Application 17/982,474 is a continuation of application No. 16/212,616, filed on Dec. 6, 2018, granted, now 11,501,138.
Claims priority of provisional application 62/773,164, filed on Nov. 29, 2018.
Claims priority of provisional application 62/773,162, filed on Nov. 29, 2018.
Claims priority of provisional application 62/753,878, filed on Oct. 31, 2018.
Claims priority of provisional application 62/742,802, filed on Oct. 8, 2018.
Claims priority of provisional application 62/724,589, filed on Aug. 29, 2018.
Claims priority of provisional application 62/660,914, filed on Apr. 20, 2018.
Prior Publication US 2023/0063274 A1, Mar. 2, 2023
This patent is subject to a terminal disclaimer.
Int. Cl. G06N 3/063 (2023.01); G06F 1/03 (2006.01); G06F 5/01 (2006.01); G06F 7/544 (2006.01); G06F 9/30 (2018.01); G06F 17/10 (2006.01); G06F 17/16 (2006.01); G06N 3/048 (2023.01); G06N 3/06 (2006.01); G06N 3/08 (2023.01); G06N 3/084 (2023.01); G06N 5/04 (2023.01); G06N 5/046 (2023.01); G06N 20/00 (2019.01)
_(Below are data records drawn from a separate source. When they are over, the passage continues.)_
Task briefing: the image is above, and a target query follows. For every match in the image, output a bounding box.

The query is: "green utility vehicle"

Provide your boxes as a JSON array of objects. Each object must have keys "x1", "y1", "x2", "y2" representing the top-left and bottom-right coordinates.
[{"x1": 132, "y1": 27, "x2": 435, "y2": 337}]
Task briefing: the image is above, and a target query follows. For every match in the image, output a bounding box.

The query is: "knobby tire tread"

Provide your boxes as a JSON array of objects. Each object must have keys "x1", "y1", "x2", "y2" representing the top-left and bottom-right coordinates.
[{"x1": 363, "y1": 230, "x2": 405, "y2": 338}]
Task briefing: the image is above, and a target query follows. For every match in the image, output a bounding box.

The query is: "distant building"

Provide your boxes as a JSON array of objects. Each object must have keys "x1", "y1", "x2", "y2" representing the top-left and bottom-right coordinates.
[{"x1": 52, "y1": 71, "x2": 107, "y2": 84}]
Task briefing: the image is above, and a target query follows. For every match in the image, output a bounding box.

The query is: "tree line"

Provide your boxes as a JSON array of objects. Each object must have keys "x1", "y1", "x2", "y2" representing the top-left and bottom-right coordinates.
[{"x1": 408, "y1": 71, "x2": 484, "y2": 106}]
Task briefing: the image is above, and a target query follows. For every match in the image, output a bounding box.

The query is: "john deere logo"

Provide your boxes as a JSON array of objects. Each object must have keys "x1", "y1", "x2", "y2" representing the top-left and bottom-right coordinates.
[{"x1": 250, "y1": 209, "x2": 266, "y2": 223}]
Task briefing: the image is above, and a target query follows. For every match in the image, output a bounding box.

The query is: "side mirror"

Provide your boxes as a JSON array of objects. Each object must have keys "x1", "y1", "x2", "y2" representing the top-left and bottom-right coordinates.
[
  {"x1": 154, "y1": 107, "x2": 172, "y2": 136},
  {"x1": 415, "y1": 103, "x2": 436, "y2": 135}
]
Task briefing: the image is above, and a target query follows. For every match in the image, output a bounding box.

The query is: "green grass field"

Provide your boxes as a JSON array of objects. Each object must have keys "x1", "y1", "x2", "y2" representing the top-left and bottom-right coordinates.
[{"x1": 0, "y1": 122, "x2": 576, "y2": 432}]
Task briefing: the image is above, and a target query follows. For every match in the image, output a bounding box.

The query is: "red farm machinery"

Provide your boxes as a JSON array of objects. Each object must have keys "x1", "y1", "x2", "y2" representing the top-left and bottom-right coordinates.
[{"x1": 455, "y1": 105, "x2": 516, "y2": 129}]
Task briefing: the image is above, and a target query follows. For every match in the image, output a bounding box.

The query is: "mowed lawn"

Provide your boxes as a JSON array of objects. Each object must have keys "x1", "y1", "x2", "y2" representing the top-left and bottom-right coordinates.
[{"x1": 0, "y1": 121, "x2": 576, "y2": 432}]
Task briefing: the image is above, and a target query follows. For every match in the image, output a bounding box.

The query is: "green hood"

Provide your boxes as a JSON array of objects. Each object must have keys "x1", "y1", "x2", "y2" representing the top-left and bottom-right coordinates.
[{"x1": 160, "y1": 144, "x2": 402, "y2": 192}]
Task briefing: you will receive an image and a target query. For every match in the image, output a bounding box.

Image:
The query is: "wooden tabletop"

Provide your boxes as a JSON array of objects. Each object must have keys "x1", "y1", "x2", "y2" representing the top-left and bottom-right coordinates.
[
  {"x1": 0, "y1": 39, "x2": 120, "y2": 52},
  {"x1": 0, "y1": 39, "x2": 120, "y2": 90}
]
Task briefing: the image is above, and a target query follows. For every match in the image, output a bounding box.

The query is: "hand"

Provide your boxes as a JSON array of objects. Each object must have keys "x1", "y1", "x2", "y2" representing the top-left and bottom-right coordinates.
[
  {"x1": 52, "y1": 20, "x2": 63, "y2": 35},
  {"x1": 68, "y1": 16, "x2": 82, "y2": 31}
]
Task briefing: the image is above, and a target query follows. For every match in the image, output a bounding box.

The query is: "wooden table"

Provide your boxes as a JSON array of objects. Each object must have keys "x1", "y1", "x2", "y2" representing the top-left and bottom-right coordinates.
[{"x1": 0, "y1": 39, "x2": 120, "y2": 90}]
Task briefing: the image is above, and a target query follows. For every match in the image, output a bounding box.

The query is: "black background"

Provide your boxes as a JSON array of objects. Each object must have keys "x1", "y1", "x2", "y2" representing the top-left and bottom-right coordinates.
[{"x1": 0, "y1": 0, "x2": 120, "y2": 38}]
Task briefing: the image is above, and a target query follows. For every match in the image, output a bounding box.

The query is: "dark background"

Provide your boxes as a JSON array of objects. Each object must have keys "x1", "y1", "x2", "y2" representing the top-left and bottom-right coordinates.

CPC G06N 3/063 (2013.01) [G06F 1/03 (2013.01); G06F 5/01 (2013.01); G06F 7/5443 (2013.01); G06F 9/30098 (2013.01); G06F 9/30145 (2013.01); G06F 17/10 (2013.01); G06F 17/16 (2013.01); G06N 3/048 (2023.01); G06N 3/06 (2013.01); G06N 3/08 (2013.01); G06N 3/084 (2013.01); G06N 5/04 (2013.01); G06N 5/046 (2013.01); G06N 20/00 (2019.01)] 20 Claims
OG exemplary drawing
 
1. For a neural network inference circuit, a method for executing a neural network that comprises a plurality of computation nodes, each of a set of the computation nodes comprising a dot product of input values and weight values, the method comprising:
to compute a particular computation node:
at each respective dot product core circuit of a plurality of dot product core circuits of the neural network inference circuit, computing a respective partial dot product using a respective set of input values and a respective set of weight values stored in a respective set of memories of the respective dot product core circuit; and
at a bus of the neural network inference circuit that comprises a plurality of aggregation circuits, combining the partial dot products computed by the plurality of dot product core circuits to compute the dot product for the particular computation node.